Família Castro está a abandonar Cuba em direcção à Espanha

A imprensa espanhola adiantou nesta terça-feira, 13, que a zona nobre de Havana de Miramar, onde vivem os mais altos representantes do governo cubano, assim como a família de Fidel Castro — no poder entre 1959 e 2008 — deverá ser o próximo alvo das manifestações anti-governamentais que eclodiram no domingo passado contra aquilo a que chamam de ‘ditadura’ e a precária situação económica que a pandemia só veio agudizar.

A ex-nora de Fidel Castro, Idalmis Menéndez — que de membro da família passou a activista anti-regime —, disse, em entrevista ao jornal El Español, citada pelo Observador, que é provável que em Punto Cero (o complexo de mansões perto da Praia de Jaimanitas, que durante décadas foi uma espécie de quartel-general do ditador cubano e que entretanto foi repartido pelos seus cinco filhos com Dalia Soto del Valle (ao todo terá tido 8), “já lá não esteja um único dos Castro”.

Casada, entre 1994 e 2000 com Álex Castro, o filho que se converteu em fotógrafo oficial do ditador, Idalmis Menéndez explicou que não é de agora que a família prepara a fuga do país, sendo Espanha o destino mais provável e apetecível pela maior parte dos filhos — para além de terem passaporte espanhol, manterão também vários negócios no país.

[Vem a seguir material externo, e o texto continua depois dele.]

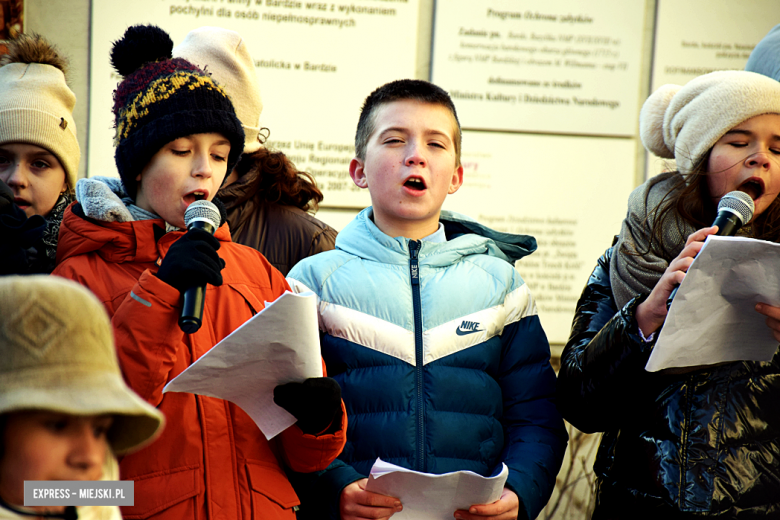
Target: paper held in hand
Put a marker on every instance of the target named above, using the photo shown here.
(278, 345)
(434, 497)
(713, 318)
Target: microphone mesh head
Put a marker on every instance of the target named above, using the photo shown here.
(202, 210)
(740, 203)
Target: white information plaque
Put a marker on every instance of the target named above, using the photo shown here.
(555, 67)
(569, 193)
(317, 62)
(695, 37)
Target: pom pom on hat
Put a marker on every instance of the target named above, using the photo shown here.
(698, 114)
(162, 100)
(140, 44)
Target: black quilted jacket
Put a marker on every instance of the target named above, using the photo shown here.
(703, 444)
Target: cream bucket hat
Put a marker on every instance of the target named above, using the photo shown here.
(57, 352)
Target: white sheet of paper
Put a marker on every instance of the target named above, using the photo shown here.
(434, 497)
(712, 318)
(278, 345)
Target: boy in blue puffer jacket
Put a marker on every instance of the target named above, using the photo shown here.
(428, 328)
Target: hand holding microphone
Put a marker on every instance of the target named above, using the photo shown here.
(192, 262)
(734, 210)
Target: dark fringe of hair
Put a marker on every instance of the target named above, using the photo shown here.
(279, 181)
(693, 203)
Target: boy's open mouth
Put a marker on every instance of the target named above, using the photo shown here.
(415, 183)
(21, 202)
(753, 187)
(195, 195)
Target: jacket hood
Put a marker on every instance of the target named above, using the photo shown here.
(465, 236)
(100, 222)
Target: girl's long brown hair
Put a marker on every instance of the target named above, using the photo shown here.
(692, 202)
(278, 180)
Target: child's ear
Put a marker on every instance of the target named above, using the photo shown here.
(357, 173)
(457, 180)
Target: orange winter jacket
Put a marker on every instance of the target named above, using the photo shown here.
(212, 461)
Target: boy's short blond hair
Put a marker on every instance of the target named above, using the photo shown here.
(400, 90)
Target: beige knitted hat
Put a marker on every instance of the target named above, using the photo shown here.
(684, 122)
(36, 105)
(57, 350)
(224, 54)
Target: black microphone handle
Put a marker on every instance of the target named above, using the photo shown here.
(193, 298)
(728, 224)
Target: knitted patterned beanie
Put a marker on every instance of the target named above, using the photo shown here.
(162, 99)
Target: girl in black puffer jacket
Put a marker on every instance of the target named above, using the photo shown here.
(703, 442)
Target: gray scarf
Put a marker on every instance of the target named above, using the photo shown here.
(636, 268)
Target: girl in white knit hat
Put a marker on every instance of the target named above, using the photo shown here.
(39, 154)
(65, 410)
(700, 442)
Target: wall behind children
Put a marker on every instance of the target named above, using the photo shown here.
(548, 95)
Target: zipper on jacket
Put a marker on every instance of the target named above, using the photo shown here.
(414, 273)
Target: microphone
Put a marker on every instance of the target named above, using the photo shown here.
(204, 215)
(734, 210)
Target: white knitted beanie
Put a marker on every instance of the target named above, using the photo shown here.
(683, 123)
(57, 347)
(36, 105)
(224, 54)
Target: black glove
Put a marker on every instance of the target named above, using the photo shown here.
(316, 403)
(18, 234)
(6, 198)
(192, 261)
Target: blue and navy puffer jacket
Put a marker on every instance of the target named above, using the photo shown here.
(440, 355)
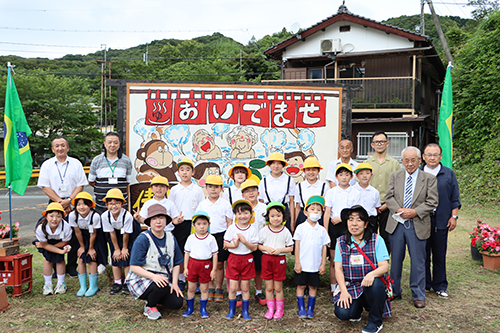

“Eles têm ligações aqui em Espanha, especialmente empresariais. Fecham aqui negócios com pessoas com muito dinheiro. Com empresários de Barcelona, de Matadepera, de Girona. Mas não é só na Catalunha, sabemos que também têm negócios com pessoas da Galiza. São negócios privados, que em momento algum têm feito para o bem do povo cubano”, revelou a activista ao jornal espanhol, num intervalo da manifestação que na segunda-feira decorria à porta do Consulado de Cuba em Barcelona, onde vive desde 2001 e trabalha como psicóloga.

Idalmis Menéndez acredita que o ex-marido tenha deixado o país há pelo menos um mês, mantendo-se em silêncio nas redes sociais, uma atitude adoptado pelo mesmo sempre que se ausenta de Cuba, em negócios ou lazer.

“Sei que o meu ex-marido veio muitas vezes a Espanha, algumas delas recentemente. Não lhes custa nada. Para algumas viagens, utilizam aviões privados. Mas para virem para a Europa podem fazê-lo de forma incógnita. Usam passes diplomáticos, que os ajudam a ocultar-se”, acrescentou ainda.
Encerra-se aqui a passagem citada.